Blue light tells your body that it’s too bright outside, so the body doesn’t recognize that it’s already night time and you end up not getting enough sleep.
Studies show that there’s a sensor in our eyes called melanopsin that is sensitive not only to blue light but also to green light.
If you want to go to sleep quickly and stay asleep and sleep deeply, blocking both blue and green lights an hour or two before sleep is really, really important.
When you block the blue and green light, you see the world through red. And when your body has these lights being filtered, it thinks it’s dark.
Blue light is not necessarily bad for you. But getting too much blue light at the wrong time of the day or in the evening, that’s what can have a negative impact on your sleep and your health overall.

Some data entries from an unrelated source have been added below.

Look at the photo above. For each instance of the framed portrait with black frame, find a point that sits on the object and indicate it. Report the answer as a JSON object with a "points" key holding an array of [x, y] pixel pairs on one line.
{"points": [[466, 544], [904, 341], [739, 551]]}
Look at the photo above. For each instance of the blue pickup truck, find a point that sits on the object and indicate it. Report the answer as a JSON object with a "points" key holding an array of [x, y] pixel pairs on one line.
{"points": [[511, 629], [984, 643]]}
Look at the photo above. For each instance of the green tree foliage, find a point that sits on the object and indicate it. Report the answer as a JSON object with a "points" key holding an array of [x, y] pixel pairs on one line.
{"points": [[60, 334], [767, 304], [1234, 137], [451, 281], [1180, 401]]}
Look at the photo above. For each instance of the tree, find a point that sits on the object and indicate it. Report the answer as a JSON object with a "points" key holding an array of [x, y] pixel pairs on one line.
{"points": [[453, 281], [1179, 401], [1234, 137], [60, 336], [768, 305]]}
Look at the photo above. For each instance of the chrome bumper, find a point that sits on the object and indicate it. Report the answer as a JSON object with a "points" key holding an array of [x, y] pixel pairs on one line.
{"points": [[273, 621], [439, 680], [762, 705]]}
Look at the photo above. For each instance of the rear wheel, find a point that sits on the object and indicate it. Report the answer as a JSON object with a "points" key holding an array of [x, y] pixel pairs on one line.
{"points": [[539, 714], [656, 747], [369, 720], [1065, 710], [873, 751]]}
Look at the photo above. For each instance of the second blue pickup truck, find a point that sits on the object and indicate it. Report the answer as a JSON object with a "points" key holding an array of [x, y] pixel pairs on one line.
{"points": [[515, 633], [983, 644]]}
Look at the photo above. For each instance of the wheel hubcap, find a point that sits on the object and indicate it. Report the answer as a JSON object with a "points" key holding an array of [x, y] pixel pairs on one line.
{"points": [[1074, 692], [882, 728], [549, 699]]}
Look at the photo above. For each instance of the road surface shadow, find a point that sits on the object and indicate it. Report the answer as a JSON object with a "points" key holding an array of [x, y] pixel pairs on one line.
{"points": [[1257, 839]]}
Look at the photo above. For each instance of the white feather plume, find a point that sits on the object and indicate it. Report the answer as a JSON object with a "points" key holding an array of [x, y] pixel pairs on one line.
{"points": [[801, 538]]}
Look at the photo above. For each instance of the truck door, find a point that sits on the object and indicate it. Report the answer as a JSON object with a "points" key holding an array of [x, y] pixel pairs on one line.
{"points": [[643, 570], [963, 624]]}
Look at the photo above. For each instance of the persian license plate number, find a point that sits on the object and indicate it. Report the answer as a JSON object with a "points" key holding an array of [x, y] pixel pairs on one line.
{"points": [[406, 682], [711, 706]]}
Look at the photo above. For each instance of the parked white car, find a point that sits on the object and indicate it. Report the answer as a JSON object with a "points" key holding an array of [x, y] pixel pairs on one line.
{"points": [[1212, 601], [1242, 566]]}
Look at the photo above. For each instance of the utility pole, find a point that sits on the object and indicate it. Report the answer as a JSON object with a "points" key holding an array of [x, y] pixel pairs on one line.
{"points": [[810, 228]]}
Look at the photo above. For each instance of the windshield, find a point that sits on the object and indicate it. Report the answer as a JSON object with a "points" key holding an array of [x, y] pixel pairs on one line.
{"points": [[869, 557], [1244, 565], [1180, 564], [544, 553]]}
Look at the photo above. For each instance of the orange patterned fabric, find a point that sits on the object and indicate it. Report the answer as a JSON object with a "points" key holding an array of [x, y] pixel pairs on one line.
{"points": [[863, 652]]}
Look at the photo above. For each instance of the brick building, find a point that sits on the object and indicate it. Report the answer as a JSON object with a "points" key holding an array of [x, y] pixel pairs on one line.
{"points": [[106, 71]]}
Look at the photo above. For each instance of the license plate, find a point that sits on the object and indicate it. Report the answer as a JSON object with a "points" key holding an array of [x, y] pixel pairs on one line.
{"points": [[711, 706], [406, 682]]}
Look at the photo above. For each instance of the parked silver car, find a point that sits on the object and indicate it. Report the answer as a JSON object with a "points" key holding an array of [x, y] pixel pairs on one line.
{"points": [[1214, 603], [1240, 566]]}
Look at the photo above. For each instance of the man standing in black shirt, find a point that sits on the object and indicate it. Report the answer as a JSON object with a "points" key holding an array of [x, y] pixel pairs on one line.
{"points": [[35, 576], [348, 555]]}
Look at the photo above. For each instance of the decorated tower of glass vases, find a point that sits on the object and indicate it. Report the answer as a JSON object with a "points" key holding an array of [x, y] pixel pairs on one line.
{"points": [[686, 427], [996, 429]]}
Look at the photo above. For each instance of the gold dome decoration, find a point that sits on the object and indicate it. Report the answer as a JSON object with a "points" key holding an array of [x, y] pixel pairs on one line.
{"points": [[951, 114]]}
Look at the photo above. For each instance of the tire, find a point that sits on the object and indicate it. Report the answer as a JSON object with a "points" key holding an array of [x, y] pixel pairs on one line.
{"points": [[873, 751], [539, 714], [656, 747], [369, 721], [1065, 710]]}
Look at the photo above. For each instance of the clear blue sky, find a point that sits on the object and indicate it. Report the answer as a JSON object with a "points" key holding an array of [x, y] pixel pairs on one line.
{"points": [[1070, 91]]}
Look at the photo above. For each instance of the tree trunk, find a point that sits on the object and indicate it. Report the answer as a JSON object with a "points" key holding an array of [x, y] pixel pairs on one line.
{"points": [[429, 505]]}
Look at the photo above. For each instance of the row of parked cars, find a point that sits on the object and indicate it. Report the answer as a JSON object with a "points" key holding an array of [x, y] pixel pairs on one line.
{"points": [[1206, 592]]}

We don’t just absorb light through our eyes, we also absorb light through our skin.
Aim to get a solid two to three hours of natural sunlight outside, ideally in the morning.
Consider using a HumanCharger to increase your energy levels.
Make sure that your sleeping area or your bedroom is totally dark by using blackout curtains.
If you have an electric clock in your bedroom, unplug it, or choose one that has red lettering and that is dimmable and dim it as low as you can.
Before bed, keep the lights out, or get a lamp that has a red bulb.
Use halogens or incandescent lights instead of fluorescent lights in your house.
“When you have companies like Apple and Samsung and Android making filters to tone down the amount of blue that’s in their products at night because they recognize that it’s a problem, that says that this is a universal, international problem.”
“Everyone has different reactions to light. Some people are super light sensitive, others are not. But when it comes down to it, sleep is a universal thing… If you have a challenge in your life, start with your sleep because it impacts everything else.”
Thanks for listening!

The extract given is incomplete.